AASLH is pleased to announce our featured speakers for the our 2016 Annual Meeting, which will be held in partnership with the Michigan Museums Association. The Annual Meeting will take place at the world-renowned Cobo Center in Detroit Michigan from September 14-17. The preliminary program will be mailed out soon, and registration will open by June 1. Meanwhile, read this recent blog post by 2016 Host Committee member Tobi Voigt on why Detroit is the “perfect laboratory to explore issues of radical change and rebirth.” And, of course, get excited about our featured speakers:
Thomas J. Sugrue is Professor of Social and Cultural Analysis and History at New York University. A specialist in twentieth-century American politics, urban history, civil rights, and race, Sugrue was educated at Columbia; King’s College, Cambridge; and Harvard, where he earned his Ph.D. in 1992. His first book, The Origins of the Urban Crisis (1996), focused on Detroit as the symbol of the American urban crisis. It won the Bancroft Prize in American History and the Urban History Association Award for Best Book in North American Urban History among other numerous awards. In 2005, Princeton University Press selected The Origins of the Urban Crisis as one of its 100 most influential books of the past one hundred years and recently published a new edition including the Detroit bankruptcy. Sugrue challenges the conventional wisdom that urban decline is the product of the social programs and racial fissures of the 1960s. Weaving together the history of workplaces, unions, civil rights groups, political organizations, and real estate agencies, Sugrue finds the roots of today’s urban poverty in a hidden history of racial violence, discrimination, and deindustrialization that reshaped the American urban landscape after World War II.

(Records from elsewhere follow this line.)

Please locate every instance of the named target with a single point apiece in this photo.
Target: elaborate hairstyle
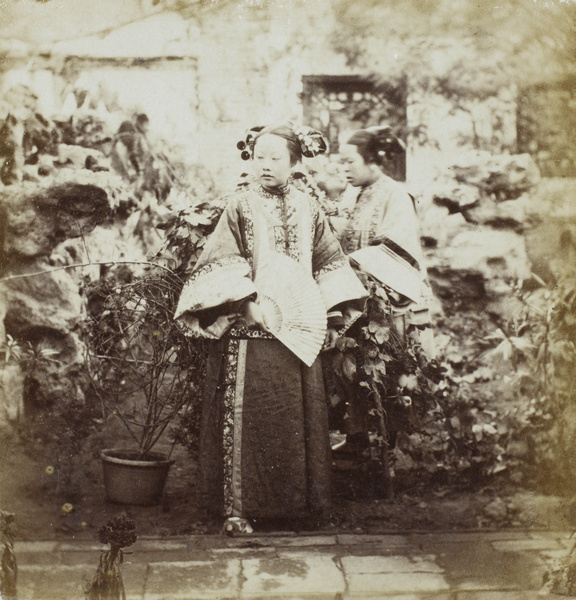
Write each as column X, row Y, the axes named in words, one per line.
column 377, row 144
column 301, row 141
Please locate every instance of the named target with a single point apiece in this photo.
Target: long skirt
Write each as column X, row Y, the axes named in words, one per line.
column 264, row 444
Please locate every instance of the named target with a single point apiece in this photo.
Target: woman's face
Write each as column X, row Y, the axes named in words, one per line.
column 357, row 172
column 271, row 163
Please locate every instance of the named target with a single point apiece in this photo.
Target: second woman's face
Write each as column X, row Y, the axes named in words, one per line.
column 271, row 163
column 357, row 172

Mary Wilson is a living legend from the height of Detroit’s Motown Era. A member of the world-renowned Supremes, one of the greatest female vocal groups of all time, Mary Wilson has been the only original Supreme carrying on the group’s legacy to this day. Representing the group, Mary Wilson accepted the Lifetime Achievement Award for the Supremes at their induction into the Rock ‘N Roll Hall of Fame, becoming the second female rock star to be its recipient. Mary Wilson is still touring extensively and also became a New York Times best-selling author when she released her autobiography, Dreamgirl: My Life As A Supreme and its follow-up, Supreme Faith…Someday We’ll Be Together.